There are many journeys we all take in our lifetime. Many roads leading us to whom we are destined to become or to the life we are destined to live. Her journey had been a long one, sometimes extremely difficult to emotionally or physically survive from.
Her story begins in a different country than she came to know. She was born in Lima, Peru in 1970. She’s the youngest of four girls, the baby of the family. She was very quiet and soft spoken as a child; a very reserved, kind and loving introvert. Her parents were both from affluent families, but especially her mother. Her grandfather was a well-known surgeon in Lima. He had owned a hospital there. Her grandmother, though born in Peru, came from a wealthy family from Philadelphia, Pennsylvania. She was an heiress and her family on both sides were millionaires. The Philadelphia family had created and operated a row of stores and one of the first bathhouses on the Atlantic City Boardwalk in New Jersey. The Peruvian family had many ventures in both Peru and England that made them very successful, too.
She had been told that in 1933 when The Great Depression was making thousands of people homeless and hungry, her grandmother’s last inheritance was the property in Atlantic City and $3 million dollars. Not only was that a lot of money for that time but also it was a lot of money for someone who was living in Peru. Her grandparent’s house, that still stands today in Lima, is one she can only dream of ever having. After her grandfather’s death in 1959 though, her grandmother, her mother and her mother’s three sisters would never be the same again. Her father married into a family that any man would envy by all accounts, but he never saw that these women’s lives were taking a new path – destruction. Also, her parents could never imagine that their youngest daughter would end up being a high school dropout, would take drugs, drink until she’d blackout and later become a high priced call girl in Hollywood at the age of 21. She’d continue this new path of destruction for her own life. But, she would sometimes think, was it her destiny?
Three years after she was born, her family moved to the United States in an upper middle-class suburb of Cincinnati, Ohio. After a few months they bought a 4-bedroom house with her mother’s money. Her father’s work by 1976 had him traveling between the United States, Latin America and South America. Her mother worked off and on.
When she was a young child, she was so distant from her father that her mother would have to always ask her to give him a good-night kiss. This could be attributed to his many business travels and being away often during her early years. And, when he was home, he was dealing with her mother’s ranting and raving. It was almost as if she didn’t have a father and it didn’t really seem to bother her for the most part.
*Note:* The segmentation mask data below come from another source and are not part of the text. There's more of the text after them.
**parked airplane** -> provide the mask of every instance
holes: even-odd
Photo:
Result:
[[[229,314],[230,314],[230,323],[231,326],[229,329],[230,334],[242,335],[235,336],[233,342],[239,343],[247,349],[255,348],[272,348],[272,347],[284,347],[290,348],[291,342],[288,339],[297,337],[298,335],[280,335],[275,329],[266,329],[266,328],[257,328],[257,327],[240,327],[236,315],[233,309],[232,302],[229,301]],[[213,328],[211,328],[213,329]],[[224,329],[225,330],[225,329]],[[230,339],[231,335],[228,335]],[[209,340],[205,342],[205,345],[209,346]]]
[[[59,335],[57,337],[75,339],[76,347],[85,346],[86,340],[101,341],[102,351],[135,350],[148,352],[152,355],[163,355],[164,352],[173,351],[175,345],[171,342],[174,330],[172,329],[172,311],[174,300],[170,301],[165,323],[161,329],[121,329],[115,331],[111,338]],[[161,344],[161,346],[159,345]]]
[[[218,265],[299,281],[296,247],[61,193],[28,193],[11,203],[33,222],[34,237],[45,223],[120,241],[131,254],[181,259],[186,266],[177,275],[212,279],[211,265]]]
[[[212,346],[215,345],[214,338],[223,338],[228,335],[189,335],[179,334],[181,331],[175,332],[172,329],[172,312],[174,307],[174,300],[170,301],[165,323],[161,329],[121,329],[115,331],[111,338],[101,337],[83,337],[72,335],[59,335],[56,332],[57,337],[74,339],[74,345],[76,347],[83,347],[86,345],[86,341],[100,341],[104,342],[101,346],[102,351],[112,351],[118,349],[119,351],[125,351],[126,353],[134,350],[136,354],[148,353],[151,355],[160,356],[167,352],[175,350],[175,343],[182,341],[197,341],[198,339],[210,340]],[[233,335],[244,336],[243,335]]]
There were times though when she had wanted him around. Like on her 8th birthday party. Her father had been away on business. When he finally arrived late that evening her mother and he got into a fight. Her mother was accusing him of having one of his many affairs. Her father was mad because her mother had been drinking and was drunk. Her father ran off and left the house. She was not sure if he was ever going to come back. She remembered staying up until what seemed the middle of the night to make sure that he came back because even though she was never really close to him as young girls should be, she still loved him.
It was unclear when this new path of destruction for her own family really began. She had been told of stories about parties her maternal grandparents would have and her mother would take sips from the drinks that were being served. But, by the 1970’s her mother’s sips had turned into cases of beer and jugs of wine. Her mother raised her and her sisters with a foundation that resembled her own. Ballet, piano lessons, English Horseback Riding lessons, museums, art, fine dining and over indulging in the nicest of clothes. It seemed perfect, but her mother’s drinking and the violence that came with it from both of her parents had begun to destroy whatever possibilities of long-lived happiness her family could have.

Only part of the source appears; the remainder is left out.